Myth #4: Regulatory Uncertainty is Clogging the Economy
Drum says, "In any case, regardless of what the Wall Street Journal editorial page says, the Obama administration has hardly been a whirlwind of regulatory activity. Its health care reform will have very little effect on either small businesses (which are exempt) or large businesses (which mostly offer health plans already) and only a modest effect on medium-size businesses. Its financial reform bill affects only the financial sector. Its proposed new air-quality regulations will mostly affect old coal-fired electrical plants that would have shut down anyway."
What a bunch of malarky!  We know that Obamacare has already started to increase healthcare costs for everyone – they went up 9.1 percent last year. And we already know that the Dodd-Frank legislation is already increasing costs for consumers – e.g., banks resorting to charging $5 monthly fees to use a debit card. And we already know that air-quality rules are costing the coal-to-electricity industry billions and many plants will simply have to be shut down. Does Mr. Drum think that his electric bill will now go down?

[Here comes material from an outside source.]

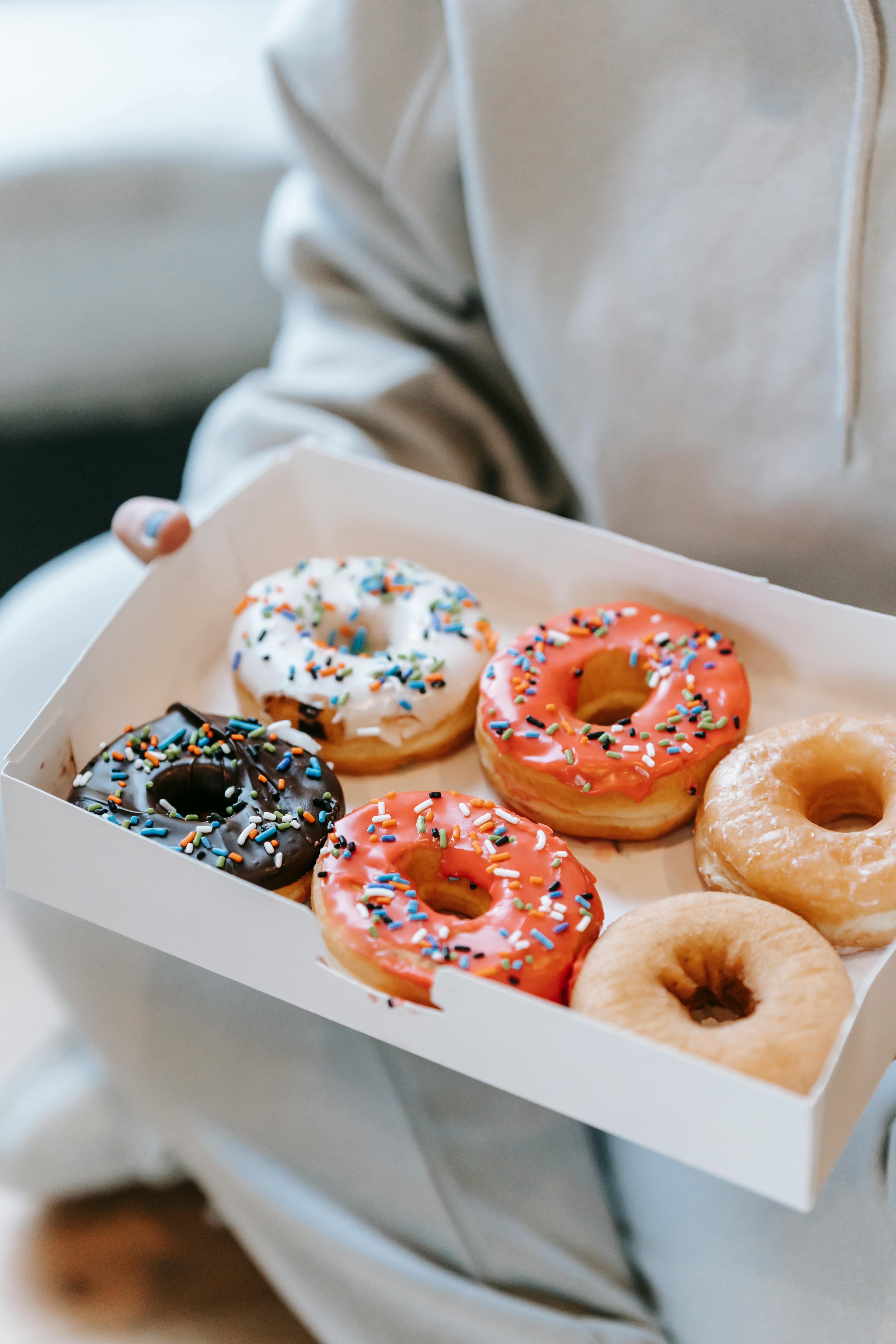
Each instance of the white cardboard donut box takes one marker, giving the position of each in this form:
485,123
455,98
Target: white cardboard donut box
803,657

The Administration’s published regulatory agenda included a total of 191 planned new regulations, each of which had an estimated annual cost of $100 million or more, with some involving billions of dollars annually.  Overall, the Obama Administration imposed 75 new major regulations from January 2009 to mid-FY 2011, with annual costs of $38 billion. There were only six major deregulatory actions during that time, with reported savings of just $1.5 billion. This flood of red tape will undoubtedly persist, as hundreds of new regulations stemming from the vast Dodd–Frank financial regulation law, Obamacare, and the EPA’s global warming crusade advance through the regulatory pipeline—all of which further weakens an anemic economy and job creation, while undermining Americans’ fundamental freedoms.
The cost of new regulations hit $26.5 billion in 2010 - a record. The regulatory burden increased at an unprecedented rate during FY 2010, as measured by both the number of new major rules as well as their reported costs. Even more are on the way in 2011.
Regulatory uncertainty isn't the sole factor clogging the economy but it's a big one. Attempting to brand this very big problem as a "myth" is very sad indeed.
Myth #5 Obama is debasing the Dollar
Drum claims, "The usual measure for the strength of the dollar is called "trade-weighted value." In July 2008, just before the financial crisis erupted in earnest, the greenback's value stood at 95.4. As I'm writing this in mid-September, it has gone up, then down, and is currently sitting at 96.1."  He apparently hasn't looked at the long term chart. Here it is:
It is easy to see that from as early as 2002, our monetary policies have more or less continuously debased our currency. By the way, in 1985 the Trade Weighted Dollar stood at about 143, which would be completely off the chart posted above. Enough said.
Of course there is a sixth myth, contained in the title of Mr. Drum’s article: “Rich People Create Jobs”.  Of course they create jobs!
Small firms (e.g. “rich people” according to president Obama):
  • Represent 99.7 percent of all employer firms.
  • Employ just over half of all private sector employees.
  • Pay 44 percent of total U.S. private payroll.
  • Have generated 64 percent of net new jobs over the past 15 years.
  • Create more than half of the nonfarm private gross domestic product (GDP).
  • Hire 40 percent of high tech workers (such as scientists, engineers, and computer programmers).
  • Made up 97.3 percent of all identified exporters and produced 30.2 percent of the known export value in FY 2007.
  • Produce 13 times more patents per employee than large patenting firms; these patents are twice as likely as large firm patents to be among the one percent most cited.